Menteri Keuangan Purbaya Yudhi Sadewa menegaskan pelemahan rupiah hingga menyentuh Rp 17.700 per dolar Amerika Serikat belum mengganggu Anggaran Pendapatan dan Belanja Negara. Ia menyebut pemerintah telah menyiapkan perhitungan dan simulasi untuk mengantisipasi perubahan nilai tukar.
Purbaya menyampaikan hal itu saat ditemui di kantor Kementerian Keuangan, Jakarta Pusat, Selasa, 19 Mei 2026. Menurut dia, dampak pelemahan rupiah terhadap APBN relatif kecil dibandingkan tekanan lain, seperti kenaikan harga minyak dunia.
Rupiah dan APBN
Purbaya menjelaskan bahwa asumsi nilai tukar rupiah dalam APBN 2026 telah ditetapkan sebesar Rp 16.500 per dolar AS. Karena itu, pelemahan rupiah yang terjadi saat ini dinilai masih berada dalam batas skenario yang sudah dihitung pemerintah.
Ia menegaskan pemerintah tidak bekerja dengan perkiraan tunggal, melainkan dengan berbagai simulasi kondisi ekonomi.

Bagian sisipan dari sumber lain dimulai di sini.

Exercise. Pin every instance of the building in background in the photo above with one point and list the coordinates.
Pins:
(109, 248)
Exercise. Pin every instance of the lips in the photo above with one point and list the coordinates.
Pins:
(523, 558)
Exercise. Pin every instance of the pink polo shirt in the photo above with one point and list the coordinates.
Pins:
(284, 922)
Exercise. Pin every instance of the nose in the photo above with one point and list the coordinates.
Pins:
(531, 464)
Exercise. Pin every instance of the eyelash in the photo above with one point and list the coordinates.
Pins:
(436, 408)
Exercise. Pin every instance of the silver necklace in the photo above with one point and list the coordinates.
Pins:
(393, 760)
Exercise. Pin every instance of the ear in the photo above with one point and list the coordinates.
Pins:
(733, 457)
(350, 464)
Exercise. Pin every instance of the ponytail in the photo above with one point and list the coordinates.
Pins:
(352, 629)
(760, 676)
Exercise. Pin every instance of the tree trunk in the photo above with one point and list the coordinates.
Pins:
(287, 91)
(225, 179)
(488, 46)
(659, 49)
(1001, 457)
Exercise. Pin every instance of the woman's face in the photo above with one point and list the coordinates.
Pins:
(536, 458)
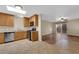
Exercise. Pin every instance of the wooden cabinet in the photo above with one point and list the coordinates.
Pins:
(26, 22)
(1, 37)
(6, 19)
(34, 19)
(20, 35)
(34, 35)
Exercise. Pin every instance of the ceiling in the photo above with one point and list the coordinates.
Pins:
(49, 12)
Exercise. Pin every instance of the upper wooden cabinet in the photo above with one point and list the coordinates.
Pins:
(6, 19)
(26, 22)
(2, 38)
(34, 19)
(20, 35)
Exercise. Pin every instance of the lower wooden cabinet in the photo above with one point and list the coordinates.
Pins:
(20, 35)
(2, 38)
(34, 35)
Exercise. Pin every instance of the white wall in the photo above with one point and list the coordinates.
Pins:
(46, 27)
(73, 27)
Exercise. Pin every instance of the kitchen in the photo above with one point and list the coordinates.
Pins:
(14, 28)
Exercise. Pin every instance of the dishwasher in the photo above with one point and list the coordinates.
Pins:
(9, 36)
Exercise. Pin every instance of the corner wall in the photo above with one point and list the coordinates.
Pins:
(46, 27)
(73, 27)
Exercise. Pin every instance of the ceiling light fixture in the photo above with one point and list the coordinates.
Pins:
(17, 9)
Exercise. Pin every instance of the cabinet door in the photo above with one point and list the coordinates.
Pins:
(1, 37)
(26, 22)
(20, 35)
(9, 21)
(34, 36)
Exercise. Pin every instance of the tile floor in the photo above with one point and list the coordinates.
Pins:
(62, 46)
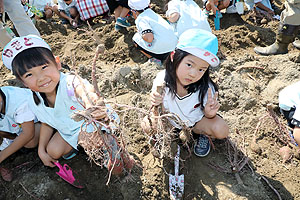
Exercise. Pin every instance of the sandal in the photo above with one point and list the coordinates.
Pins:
(70, 155)
(6, 174)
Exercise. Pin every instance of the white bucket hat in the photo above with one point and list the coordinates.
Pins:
(200, 43)
(19, 44)
(138, 4)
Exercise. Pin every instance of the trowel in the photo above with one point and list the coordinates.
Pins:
(176, 182)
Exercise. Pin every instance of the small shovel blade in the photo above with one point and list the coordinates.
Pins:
(66, 173)
(176, 182)
(176, 186)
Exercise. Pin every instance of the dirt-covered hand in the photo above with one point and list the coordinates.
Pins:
(214, 8)
(226, 3)
(156, 98)
(100, 113)
(212, 105)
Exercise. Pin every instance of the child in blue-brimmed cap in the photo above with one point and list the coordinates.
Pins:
(189, 91)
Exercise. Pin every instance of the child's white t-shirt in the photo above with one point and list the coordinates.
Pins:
(187, 108)
(63, 6)
(191, 16)
(40, 4)
(289, 97)
(164, 38)
(17, 110)
(59, 117)
(250, 4)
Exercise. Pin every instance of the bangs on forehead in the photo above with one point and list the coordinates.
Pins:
(30, 58)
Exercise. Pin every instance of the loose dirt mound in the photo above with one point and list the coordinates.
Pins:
(247, 82)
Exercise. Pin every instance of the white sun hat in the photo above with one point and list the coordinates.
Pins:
(19, 44)
(138, 4)
(200, 43)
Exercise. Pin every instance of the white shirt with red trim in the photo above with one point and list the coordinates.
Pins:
(59, 116)
(17, 110)
(187, 108)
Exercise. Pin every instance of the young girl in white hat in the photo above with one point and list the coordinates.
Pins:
(189, 91)
(53, 96)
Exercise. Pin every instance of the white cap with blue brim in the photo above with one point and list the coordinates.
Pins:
(19, 44)
(200, 43)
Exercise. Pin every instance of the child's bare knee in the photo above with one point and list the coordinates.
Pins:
(54, 152)
(145, 124)
(221, 131)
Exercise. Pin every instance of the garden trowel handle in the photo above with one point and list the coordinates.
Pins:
(177, 161)
(158, 109)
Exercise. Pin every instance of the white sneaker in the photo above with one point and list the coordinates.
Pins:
(5, 143)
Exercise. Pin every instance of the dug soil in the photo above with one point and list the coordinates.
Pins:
(248, 83)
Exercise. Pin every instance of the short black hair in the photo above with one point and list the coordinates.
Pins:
(30, 58)
(171, 77)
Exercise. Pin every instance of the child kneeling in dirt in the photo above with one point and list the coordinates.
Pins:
(289, 103)
(54, 97)
(214, 5)
(17, 127)
(155, 37)
(184, 15)
(189, 91)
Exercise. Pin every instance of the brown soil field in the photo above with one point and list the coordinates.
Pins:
(247, 84)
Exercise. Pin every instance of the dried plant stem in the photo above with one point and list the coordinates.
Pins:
(268, 183)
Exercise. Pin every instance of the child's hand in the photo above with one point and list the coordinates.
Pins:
(156, 98)
(226, 3)
(47, 7)
(212, 105)
(100, 113)
(214, 8)
(46, 159)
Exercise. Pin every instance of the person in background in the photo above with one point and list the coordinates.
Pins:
(46, 8)
(20, 19)
(120, 8)
(288, 30)
(68, 12)
(214, 5)
(186, 14)
(155, 37)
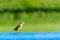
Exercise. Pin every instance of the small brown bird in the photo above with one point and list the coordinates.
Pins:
(19, 26)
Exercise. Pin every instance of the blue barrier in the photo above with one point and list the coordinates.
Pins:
(30, 36)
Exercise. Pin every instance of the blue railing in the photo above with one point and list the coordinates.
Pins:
(30, 36)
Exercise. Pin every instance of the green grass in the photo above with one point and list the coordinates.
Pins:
(35, 22)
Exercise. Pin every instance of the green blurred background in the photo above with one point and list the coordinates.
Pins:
(38, 15)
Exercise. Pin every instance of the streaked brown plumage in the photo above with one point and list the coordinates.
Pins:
(19, 26)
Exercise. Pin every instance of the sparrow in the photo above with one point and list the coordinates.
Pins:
(19, 26)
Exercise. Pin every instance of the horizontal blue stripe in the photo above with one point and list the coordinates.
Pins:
(30, 36)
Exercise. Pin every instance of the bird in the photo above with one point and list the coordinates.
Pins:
(19, 26)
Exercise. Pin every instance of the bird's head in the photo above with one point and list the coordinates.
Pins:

Dengan pendekatan tersebut, dampak perubahan kurs terhadap APBN disebut sudah diantisipasi sejak awal penyusunan anggaran.
Dalam penjelasannya, Purbaya mengatakan pelemahan rupiah tidak akan otomatis menambah defisit APBN. Ia menilai pengaruhnya lebih kecil dibanding gejolak harga minyak dunia yang bisa langsung menekan anggaran negara.
Dampak Lebih Kecil
Purbaya mencontohkan, setiap kenaikan harga minyak dunia sebesar US$ 1 dapat menambah defisit APBN sekitar Rp 6,8 triliun. Menurut dia, besaran itu jauh lebih besar dibandingkan dampak pelemahan rupiah yang dinilainya masih amat kecil.

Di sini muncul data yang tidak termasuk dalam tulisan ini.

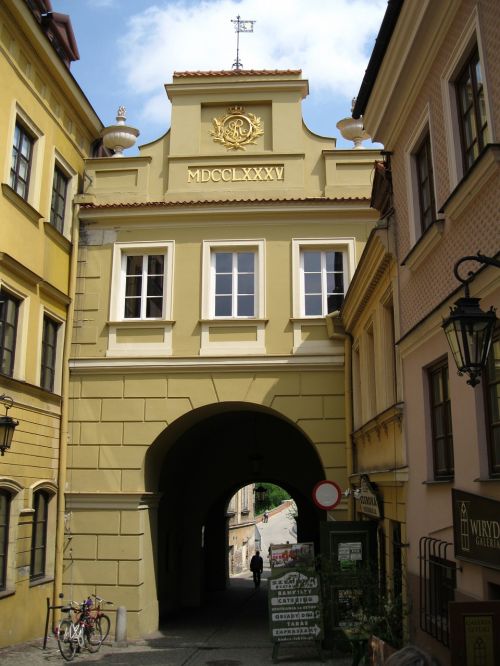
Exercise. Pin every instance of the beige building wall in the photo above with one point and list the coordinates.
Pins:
(266, 391)
(39, 94)
(414, 95)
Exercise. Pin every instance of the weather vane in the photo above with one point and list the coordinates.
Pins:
(240, 26)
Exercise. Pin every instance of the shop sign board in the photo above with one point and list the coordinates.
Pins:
(476, 526)
(295, 606)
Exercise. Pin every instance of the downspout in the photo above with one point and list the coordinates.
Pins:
(333, 326)
(63, 437)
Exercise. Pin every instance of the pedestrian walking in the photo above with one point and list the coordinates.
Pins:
(256, 567)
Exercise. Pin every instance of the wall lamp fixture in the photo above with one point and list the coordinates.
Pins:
(469, 329)
(7, 424)
(260, 493)
(355, 492)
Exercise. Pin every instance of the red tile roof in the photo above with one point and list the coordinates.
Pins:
(204, 202)
(238, 72)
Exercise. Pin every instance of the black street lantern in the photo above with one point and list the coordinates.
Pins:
(7, 425)
(469, 329)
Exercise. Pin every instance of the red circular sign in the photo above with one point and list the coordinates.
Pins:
(326, 495)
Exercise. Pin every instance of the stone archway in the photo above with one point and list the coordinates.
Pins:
(196, 465)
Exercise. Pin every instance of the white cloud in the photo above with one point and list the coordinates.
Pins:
(330, 40)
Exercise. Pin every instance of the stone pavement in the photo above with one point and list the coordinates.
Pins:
(231, 630)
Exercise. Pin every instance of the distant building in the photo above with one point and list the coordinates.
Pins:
(242, 530)
(47, 128)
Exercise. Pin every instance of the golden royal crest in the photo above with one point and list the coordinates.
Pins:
(237, 129)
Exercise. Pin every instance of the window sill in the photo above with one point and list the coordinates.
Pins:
(236, 321)
(27, 209)
(6, 593)
(425, 244)
(141, 323)
(41, 581)
(475, 180)
(56, 236)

Meski begitu, ia tidak merinci angka pasti soal pengaruh pelemahan kurs terhadap anggaran. Purbaya hanya menegaskan bahwa perhitungan tersebut sudah dilakukan oleh pemerintah dalam berbagai skenario fiskal.
Ia juga menyampaikan keyakinan bahwa APBN tetap berada dalam kondisi aman. Keyakinan itu, menurut dia, didukung oleh sejumlah indikator fiskal yang masih terjaga dengan baik.
Defisit Masih Terkendali
Hingga 30 April 2026, defisit APBN tercatat Rp 164,4 triliun atau setara 0,64 persen terhadap produk domestik bruto. Angka tersebut menunjukkan perbaikan dibandingkan posisi Maret 2026 yang masih berada di level Rp 240,1 triliun atau 0,93 persen terhadap PDB.

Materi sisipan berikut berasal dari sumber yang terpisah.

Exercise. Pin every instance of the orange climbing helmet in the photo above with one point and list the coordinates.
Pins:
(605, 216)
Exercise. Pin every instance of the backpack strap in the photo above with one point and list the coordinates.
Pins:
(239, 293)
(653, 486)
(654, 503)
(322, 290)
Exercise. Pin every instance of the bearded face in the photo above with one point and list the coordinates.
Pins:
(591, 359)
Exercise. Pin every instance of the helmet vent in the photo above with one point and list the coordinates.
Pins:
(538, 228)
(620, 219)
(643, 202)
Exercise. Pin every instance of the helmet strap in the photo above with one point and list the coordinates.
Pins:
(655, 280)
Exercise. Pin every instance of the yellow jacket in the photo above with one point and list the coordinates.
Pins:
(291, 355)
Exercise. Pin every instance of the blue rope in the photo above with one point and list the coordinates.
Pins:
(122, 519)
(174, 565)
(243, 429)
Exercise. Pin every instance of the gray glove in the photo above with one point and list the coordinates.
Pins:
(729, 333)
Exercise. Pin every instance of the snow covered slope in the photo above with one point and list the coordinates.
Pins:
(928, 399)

Purbaya mengatakan perbaikan itu terjadi karena keseimbangan primer kembali mencatat surplus Rp 28 triliun. Surplus tersebut menjadi salah satu penopang utama yang membuat defisit anggaran bisa ditekan.
Ia menilai kondisi fiskal saat ini lebih baik daripada proyeksi sejumlah analis pada bulan sebelumnya. Menurut dia, pandangan yang menyebut defisit akan membengkak tidak sesuai dengan realisasi yang terjadi di lapangan.
Prospek Fiskal Membaik
Purbaya menyebut arah APBN ke depan masih berpeluang membaik apabila tren penerimaan dan pengeluaran tetap terkendali. Pemerintah, kata dia, akan terus memantau perkembangan nilai tukar, harga minyak, dan indikator fiskal lainnya.
Ia menambahkan bahwa pengelolaan APBN tidak hanya bergantung pada satu variabel ekonomi. Karena itu, setiap perubahan eksternal harus dilihat secara proporsional agar tidak menimbulkan kekhawatiran berlebihan.
Dengan kondisi saat ini, Purbaya memastikan ruang fiskal pemerintah masih cukup terjaga. Ia menegaskan bahwa seluruh perhitungan telah disiapkan agar APBN tetap stabil meski rupiah bergerak melemah.